At Duke (and I’m sure we’re not unique as a university in this), we often exist in a mindset of counting down. We countdown the hours until class is over, the days until exams and the weeks until break. We tell ourselves that we “just have to get through this week” or that we’ll “be done once this assignment is over.” I talk to myself this way all the time during tough periods, and I fully understand how it can help manage stress and motivate us to push through hard times. I’ve also found, though, that I sometimes use this logic to make excuses for not taking care of myself and my mental health. I may accept that an entire week is destined to be rough, telling myself that if I put my head down and get through it, I can relax and be happier later.
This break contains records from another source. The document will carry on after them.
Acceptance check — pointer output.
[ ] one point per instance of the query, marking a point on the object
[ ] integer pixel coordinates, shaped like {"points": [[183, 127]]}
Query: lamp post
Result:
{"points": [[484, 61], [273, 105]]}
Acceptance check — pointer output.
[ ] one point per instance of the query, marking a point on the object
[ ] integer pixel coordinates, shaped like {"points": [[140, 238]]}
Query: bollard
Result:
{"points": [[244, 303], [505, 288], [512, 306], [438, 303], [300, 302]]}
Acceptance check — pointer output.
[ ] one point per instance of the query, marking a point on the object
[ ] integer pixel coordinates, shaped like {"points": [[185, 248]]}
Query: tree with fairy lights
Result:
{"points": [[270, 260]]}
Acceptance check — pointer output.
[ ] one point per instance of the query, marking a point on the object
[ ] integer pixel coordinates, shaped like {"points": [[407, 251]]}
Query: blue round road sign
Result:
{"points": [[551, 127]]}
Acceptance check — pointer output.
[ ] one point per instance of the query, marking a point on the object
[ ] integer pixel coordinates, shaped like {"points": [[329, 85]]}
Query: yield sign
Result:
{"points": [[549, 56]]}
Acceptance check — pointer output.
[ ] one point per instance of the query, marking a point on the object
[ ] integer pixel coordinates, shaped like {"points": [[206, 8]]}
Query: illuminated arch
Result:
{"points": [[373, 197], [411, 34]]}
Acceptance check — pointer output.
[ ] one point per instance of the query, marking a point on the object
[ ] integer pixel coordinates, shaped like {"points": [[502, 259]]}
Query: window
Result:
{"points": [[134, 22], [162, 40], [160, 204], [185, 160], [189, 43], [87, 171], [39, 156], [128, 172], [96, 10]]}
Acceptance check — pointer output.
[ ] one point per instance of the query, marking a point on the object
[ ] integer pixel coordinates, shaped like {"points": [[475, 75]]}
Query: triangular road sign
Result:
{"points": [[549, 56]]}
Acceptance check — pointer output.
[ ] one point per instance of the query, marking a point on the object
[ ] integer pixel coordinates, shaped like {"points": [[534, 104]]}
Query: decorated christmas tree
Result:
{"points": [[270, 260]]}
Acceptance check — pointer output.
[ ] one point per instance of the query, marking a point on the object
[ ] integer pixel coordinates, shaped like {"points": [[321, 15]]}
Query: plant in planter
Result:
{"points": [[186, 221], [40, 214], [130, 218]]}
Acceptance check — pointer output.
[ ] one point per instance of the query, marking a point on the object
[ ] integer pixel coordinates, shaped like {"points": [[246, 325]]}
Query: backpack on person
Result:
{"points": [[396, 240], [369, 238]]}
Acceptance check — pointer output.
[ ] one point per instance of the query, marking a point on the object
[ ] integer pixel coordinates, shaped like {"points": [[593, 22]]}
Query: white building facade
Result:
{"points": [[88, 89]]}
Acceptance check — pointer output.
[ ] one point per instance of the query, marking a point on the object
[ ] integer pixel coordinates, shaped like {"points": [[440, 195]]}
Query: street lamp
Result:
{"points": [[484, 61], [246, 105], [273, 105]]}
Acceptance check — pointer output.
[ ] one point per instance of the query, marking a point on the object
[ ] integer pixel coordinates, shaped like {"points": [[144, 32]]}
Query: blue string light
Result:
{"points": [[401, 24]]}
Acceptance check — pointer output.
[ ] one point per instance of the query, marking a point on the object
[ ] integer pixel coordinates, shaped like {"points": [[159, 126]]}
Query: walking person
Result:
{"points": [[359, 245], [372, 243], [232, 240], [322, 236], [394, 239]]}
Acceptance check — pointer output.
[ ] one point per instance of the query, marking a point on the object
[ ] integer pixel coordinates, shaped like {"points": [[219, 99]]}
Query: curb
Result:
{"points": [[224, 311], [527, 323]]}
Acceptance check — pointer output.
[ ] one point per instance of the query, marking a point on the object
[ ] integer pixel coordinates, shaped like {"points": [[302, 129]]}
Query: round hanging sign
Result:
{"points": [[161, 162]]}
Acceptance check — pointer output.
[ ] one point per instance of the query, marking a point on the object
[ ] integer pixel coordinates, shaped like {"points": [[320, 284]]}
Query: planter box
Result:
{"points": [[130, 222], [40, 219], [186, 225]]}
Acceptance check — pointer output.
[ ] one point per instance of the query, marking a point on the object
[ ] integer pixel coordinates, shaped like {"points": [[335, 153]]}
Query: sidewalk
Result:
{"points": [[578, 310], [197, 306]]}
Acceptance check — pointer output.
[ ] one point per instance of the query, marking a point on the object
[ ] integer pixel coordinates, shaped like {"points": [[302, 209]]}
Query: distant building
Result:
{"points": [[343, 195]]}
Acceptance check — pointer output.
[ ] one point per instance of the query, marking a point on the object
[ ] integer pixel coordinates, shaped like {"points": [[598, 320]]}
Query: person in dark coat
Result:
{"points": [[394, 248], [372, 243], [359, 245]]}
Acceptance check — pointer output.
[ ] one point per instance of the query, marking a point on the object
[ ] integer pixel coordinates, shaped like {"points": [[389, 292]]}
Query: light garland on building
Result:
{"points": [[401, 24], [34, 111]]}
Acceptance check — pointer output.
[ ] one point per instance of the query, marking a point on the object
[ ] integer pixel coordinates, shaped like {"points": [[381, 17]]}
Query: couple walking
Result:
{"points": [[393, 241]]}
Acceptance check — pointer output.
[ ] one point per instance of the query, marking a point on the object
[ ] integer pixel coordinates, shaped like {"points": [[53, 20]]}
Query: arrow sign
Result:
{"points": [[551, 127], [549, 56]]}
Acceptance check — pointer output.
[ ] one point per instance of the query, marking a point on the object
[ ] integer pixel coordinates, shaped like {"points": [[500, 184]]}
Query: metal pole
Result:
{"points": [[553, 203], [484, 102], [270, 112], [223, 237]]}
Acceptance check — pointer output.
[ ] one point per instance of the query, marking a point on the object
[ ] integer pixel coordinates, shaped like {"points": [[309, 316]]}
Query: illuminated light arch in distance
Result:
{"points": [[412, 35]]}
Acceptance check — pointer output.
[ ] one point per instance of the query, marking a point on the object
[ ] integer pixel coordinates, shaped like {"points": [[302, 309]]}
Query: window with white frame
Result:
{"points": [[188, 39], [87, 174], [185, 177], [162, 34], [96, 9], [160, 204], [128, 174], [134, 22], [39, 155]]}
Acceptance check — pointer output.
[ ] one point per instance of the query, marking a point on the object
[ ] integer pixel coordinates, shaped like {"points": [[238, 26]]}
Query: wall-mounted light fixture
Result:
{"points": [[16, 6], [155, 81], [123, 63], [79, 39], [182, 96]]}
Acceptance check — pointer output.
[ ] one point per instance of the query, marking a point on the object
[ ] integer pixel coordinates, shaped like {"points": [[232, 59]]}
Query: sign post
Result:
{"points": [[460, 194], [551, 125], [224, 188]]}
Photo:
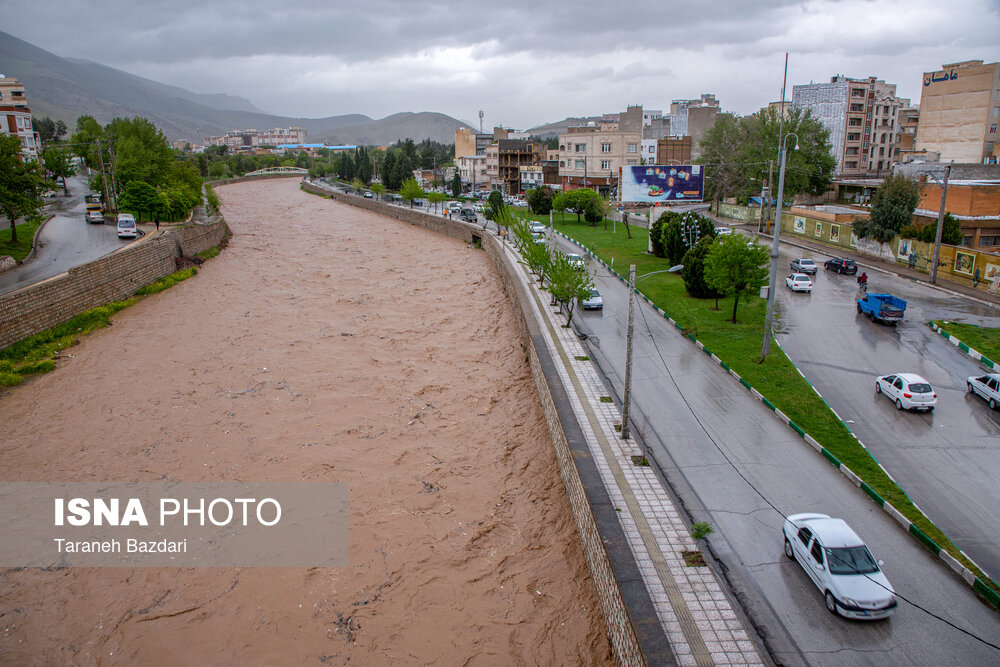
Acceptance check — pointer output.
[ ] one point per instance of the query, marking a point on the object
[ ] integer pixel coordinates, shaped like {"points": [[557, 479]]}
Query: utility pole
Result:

I know I’m neither alone in adopting this mindset nor in acknowledging its danger.

If we continue with this attitude, we risk wishing away the majority of our time here at Duke. In focusing on “getting through” the difficult parts of college, we miss the greater sense of what we’re doing here at all. I’ll be the first to insist that it’s perfectly healthy to look forward to time at home or on vacation. Yet, it doesn't need to come at the cost of cherishing our time in college. 

When I try to abandon the mindset of “getting through,” I wonder what it is I really want to accomplish in my time here at Duke. I certainly don’t want to look back in ten years and wish I had been more present or that I had appreciated each day more in college. However, this sort of presence isn’t easy to practice. It’s difficult to take a step back and consider the broader purpose of college. It takes effort to focus on the present moment rather than the destination. 

One practice I’ve recently begun is doing something unique every day. Whether it’s going for a ten minute walk in the gardens, trying something new at WU, using the massage chairs at the Wellness Center or catching up with an old friend, I try something different whenever I can to make each day unique. I’m also trying to say yes to more. It’s a mantra my mom always insists on, and I know it sounds cheesy, but it helps me feel grounded and excited for each day. 

I’m not trying to be preachy here — I fully recognize that grades and work are important to our time in college and beyond. But I truly believe that we don’t have to make them the most important all the time. We can’t constantly focus on the things we want to be over, because we’ll end up missing all the other good we can squeeze out of our time here. 

We may find a useful motto in the words of the Latin poet Horace, who famously declared, “carpe diem.” While popular culture has traditionally understood this phrase as a call to seize each day with vigor, the literal translation of “pluck the day” seems more fitting to me. When spring rolls around and the flowers start blooming, may we all try to appreciate the delicate beauty of each passing moment.

We are unbelievably lucky to be at a school like Duke — and not just because of the opportunities it affords us when we graduate. We would be doing ourselves and our community a disservice if we neglected the full extent of our potential here. So, as the work ramps up and the weeks fly by, remind yourself that your difficult days here are more than hours to get through. When you cross the stage at graduation one day, I bet part of you will be wishing for them back. 

Anna Sorensen is a Trinity sophomore. Her column typically runs on alternate Tuesdays.